Validity of the 1st sentence depends on its interpretation. In modern topology and differential geometry, manifolds are indeed abstract and are not considered as subsets of some "ambient space." Nevertheless, every manifold $M$ is naturally embedded as a hypersurface in $M\times \mathbb R$. But, most likely, in the original question it was meant to be a hypersurface in some Euclidean space. Then the answer is that there are, for instance, surfaces, which cannot be embedded in $\mathbb R^3$, e.g. the projective plane and the Klein bottle.
This is correct but, actually, it is not only locally diffeomorphic to $\mathbb{R}^3$, but is globally diffeomorphic to $\mathbb{R}^3$. A bit cleaner statement would be:
The PSD cone $S_2^+$ is an open subset of the 3-dimensional real vector space $S_2$ of symmetric $2\times 2$ matrices.

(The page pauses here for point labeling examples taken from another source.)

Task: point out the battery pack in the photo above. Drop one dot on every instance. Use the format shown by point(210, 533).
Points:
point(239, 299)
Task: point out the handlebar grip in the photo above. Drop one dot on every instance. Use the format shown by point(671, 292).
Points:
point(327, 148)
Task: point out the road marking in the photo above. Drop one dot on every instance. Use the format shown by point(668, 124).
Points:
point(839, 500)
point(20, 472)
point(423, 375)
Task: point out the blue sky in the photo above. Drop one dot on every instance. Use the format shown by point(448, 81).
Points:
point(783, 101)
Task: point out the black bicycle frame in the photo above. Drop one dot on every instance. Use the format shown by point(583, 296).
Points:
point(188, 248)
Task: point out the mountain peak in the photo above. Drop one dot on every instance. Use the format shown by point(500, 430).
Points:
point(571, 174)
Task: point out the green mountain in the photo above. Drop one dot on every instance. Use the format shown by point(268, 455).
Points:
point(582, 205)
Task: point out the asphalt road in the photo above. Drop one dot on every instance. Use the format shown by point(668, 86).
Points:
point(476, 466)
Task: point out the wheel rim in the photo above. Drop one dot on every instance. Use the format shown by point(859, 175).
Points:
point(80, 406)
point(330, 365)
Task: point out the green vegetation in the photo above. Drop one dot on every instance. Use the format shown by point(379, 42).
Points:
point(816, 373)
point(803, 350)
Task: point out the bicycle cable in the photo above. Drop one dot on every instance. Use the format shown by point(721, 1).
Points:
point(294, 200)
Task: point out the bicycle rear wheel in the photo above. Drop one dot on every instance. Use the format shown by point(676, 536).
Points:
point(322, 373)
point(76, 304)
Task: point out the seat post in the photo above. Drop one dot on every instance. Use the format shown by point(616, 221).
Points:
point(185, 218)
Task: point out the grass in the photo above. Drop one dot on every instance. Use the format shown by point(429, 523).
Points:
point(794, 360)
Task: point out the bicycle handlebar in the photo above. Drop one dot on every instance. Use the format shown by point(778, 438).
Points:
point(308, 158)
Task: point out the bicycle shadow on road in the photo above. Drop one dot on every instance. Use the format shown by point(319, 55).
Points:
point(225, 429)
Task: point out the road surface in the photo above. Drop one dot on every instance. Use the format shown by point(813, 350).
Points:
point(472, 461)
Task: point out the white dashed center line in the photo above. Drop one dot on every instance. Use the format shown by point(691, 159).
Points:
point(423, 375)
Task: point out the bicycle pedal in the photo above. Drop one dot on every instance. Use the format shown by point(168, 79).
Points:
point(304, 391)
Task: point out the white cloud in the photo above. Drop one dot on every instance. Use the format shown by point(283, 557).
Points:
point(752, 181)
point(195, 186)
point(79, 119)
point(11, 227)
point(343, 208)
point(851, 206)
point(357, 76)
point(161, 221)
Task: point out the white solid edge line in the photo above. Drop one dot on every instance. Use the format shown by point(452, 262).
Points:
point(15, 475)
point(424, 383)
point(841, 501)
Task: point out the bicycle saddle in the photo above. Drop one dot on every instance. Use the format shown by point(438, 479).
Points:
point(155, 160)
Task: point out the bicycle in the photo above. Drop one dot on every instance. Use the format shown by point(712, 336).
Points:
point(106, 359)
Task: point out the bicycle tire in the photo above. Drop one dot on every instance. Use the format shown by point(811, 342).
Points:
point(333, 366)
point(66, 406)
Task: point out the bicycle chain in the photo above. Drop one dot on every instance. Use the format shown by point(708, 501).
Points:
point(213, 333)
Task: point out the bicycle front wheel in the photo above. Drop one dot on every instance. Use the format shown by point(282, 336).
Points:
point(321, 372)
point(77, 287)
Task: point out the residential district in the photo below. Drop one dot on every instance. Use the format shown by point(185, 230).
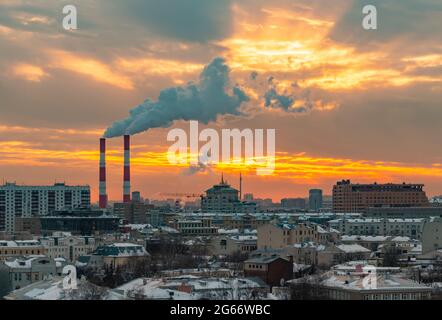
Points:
point(361, 242)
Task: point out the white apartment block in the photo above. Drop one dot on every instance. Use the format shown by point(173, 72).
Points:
point(67, 246)
point(411, 228)
point(27, 201)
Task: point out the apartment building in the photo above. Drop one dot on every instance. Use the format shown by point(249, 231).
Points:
point(27, 201)
point(62, 245)
point(19, 248)
point(225, 245)
point(411, 228)
point(195, 227)
point(20, 272)
point(349, 197)
point(283, 234)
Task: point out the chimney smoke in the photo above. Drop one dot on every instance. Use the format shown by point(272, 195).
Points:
point(126, 182)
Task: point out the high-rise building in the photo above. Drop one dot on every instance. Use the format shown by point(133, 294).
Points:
point(28, 201)
point(315, 199)
point(349, 197)
point(293, 203)
point(248, 197)
point(221, 198)
point(136, 196)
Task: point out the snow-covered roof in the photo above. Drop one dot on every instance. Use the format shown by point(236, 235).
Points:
point(384, 281)
point(19, 243)
point(22, 262)
point(121, 250)
point(364, 238)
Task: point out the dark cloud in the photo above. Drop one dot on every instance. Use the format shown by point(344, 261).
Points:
point(414, 22)
point(190, 20)
point(202, 101)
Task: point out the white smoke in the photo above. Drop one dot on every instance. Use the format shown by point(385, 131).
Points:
point(202, 101)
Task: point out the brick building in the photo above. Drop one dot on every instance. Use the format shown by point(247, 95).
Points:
point(349, 197)
point(271, 269)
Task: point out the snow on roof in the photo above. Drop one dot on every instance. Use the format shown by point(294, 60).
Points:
point(352, 248)
point(384, 281)
point(364, 238)
point(151, 289)
point(19, 243)
point(121, 250)
point(244, 238)
point(401, 239)
point(22, 262)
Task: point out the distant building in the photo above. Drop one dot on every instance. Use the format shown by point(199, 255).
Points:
point(19, 248)
point(349, 197)
point(353, 286)
point(20, 272)
point(248, 197)
point(315, 199)
point(411, 228)
point(403, 212)
point(276, 236)
point(195, 227)
point(118, 255)
point(31, 225)
point(222, 198)
point(229, 244)
point(66, 246)
point(133, 212)
point(293, 203)
point(272, 270)
point(327, 202)
point(432, 235)
point(81, 222)
point(136, 196)
point(28, 201)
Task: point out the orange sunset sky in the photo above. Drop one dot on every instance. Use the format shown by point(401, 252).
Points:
point(365, 105)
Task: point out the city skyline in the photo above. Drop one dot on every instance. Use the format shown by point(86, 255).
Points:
point(345, 103)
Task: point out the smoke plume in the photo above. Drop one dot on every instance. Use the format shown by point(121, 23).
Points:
point(202, 101)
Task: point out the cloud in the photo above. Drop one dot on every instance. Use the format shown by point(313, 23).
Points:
point(29, 72)
point(190, 20)
point(90, 67)
point(409, 21)
point(203, 101)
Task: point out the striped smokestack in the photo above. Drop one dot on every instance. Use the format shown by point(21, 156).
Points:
point(102, 184)
point(126, 183)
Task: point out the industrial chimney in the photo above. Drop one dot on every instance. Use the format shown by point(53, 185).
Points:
point(102, 183)
point(126, 183)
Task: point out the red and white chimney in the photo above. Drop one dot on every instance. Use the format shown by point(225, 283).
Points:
point(126, 183)
point(102, 183)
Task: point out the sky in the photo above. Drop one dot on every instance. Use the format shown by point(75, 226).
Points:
point(346, 103)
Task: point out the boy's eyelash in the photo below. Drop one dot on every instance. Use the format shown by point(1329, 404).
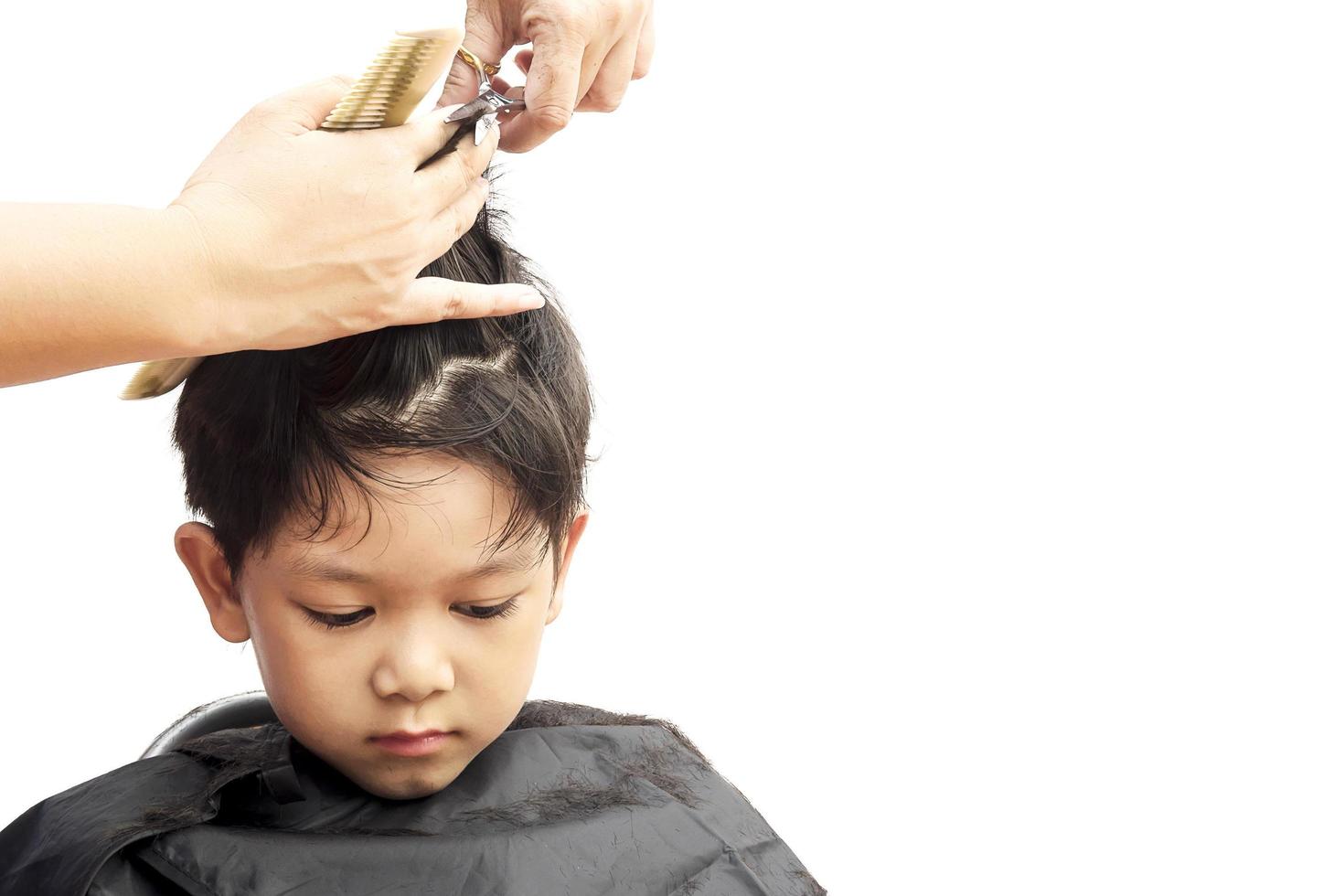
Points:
point(346, 620)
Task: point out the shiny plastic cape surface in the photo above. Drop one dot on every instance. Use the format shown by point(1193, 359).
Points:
point(571, 799)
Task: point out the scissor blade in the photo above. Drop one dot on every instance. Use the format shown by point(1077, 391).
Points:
point(472, 109)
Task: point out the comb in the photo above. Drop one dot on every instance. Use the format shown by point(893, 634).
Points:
point(385, 96)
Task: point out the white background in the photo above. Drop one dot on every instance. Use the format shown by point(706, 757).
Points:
point(969, 410)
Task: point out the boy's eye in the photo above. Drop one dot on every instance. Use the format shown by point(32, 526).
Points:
point(346, 620)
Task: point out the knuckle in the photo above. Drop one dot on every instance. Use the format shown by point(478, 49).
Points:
point(551, 117)
point(605, 101)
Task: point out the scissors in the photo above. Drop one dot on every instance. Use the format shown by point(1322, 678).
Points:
point(488, 102)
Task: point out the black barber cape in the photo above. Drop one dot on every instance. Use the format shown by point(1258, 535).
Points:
point(569, 801)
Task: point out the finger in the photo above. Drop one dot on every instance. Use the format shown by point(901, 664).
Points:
point(305, 106)
point(437, 298)
point(613, 78)
point(459, 215)
point(560, 59)
point(488, 43)
point(644, 58)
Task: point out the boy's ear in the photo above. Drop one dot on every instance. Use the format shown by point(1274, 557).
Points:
point(571, 543)
point(200, 554)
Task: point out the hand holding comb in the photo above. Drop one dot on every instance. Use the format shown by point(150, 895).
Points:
point(386, 96)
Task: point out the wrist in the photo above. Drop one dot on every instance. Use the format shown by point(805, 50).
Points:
point(200, 317)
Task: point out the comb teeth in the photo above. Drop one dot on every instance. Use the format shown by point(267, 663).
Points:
point(385, 97)
point(405, 70)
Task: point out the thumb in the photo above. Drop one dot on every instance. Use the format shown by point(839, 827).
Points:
point(436, 298)
point(309, 103)
point(488, 43)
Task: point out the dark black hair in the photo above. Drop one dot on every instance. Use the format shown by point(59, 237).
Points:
point(265, 434)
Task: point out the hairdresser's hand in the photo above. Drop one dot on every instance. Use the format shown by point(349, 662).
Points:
point(311, 235)
point(585, 53)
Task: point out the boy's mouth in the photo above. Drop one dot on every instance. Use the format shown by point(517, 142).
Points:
point(405, 743)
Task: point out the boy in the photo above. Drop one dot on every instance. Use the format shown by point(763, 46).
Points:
point(391, 517)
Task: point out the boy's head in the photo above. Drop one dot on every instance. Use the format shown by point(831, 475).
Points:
point(391, 517)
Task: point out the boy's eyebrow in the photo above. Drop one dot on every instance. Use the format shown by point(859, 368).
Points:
point(325, 571)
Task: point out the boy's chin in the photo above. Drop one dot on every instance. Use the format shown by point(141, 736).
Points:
point(408, 786)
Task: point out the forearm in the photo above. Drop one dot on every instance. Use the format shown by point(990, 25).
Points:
point(85, 286)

Hence, $S_2^+$ has a natural structure of a differentiable 3-dimensional manifold. As such, it is diffeomorphic to $\mathbb R^3$.
One cannot say "manifolds are independent." One can say that "being a topological manifold is an intrinsic property of a topological space and has nothing to do with its embedding, if it happens to be embedded in an ambient topological space." One can make a similar statement about differentiable manifolds, for instance:
A differentiable manifold is a topological space equipped with an atlas of charts satisfying certain properties. It is a theorem that every $n$-dimensional manifold can be embedded in $\mathbb R^{2n}$ but such an embedding does not change the intrinsic properties of the manifold.
Unstated in all this is the fact that the author of the original questions probably did not even mean a differentiable manifold but had in mind Riemannian manifolds. Only once you equip a manifold with a Riemannian metric (or a semi-Riemannian metric), you can talk about its curvature.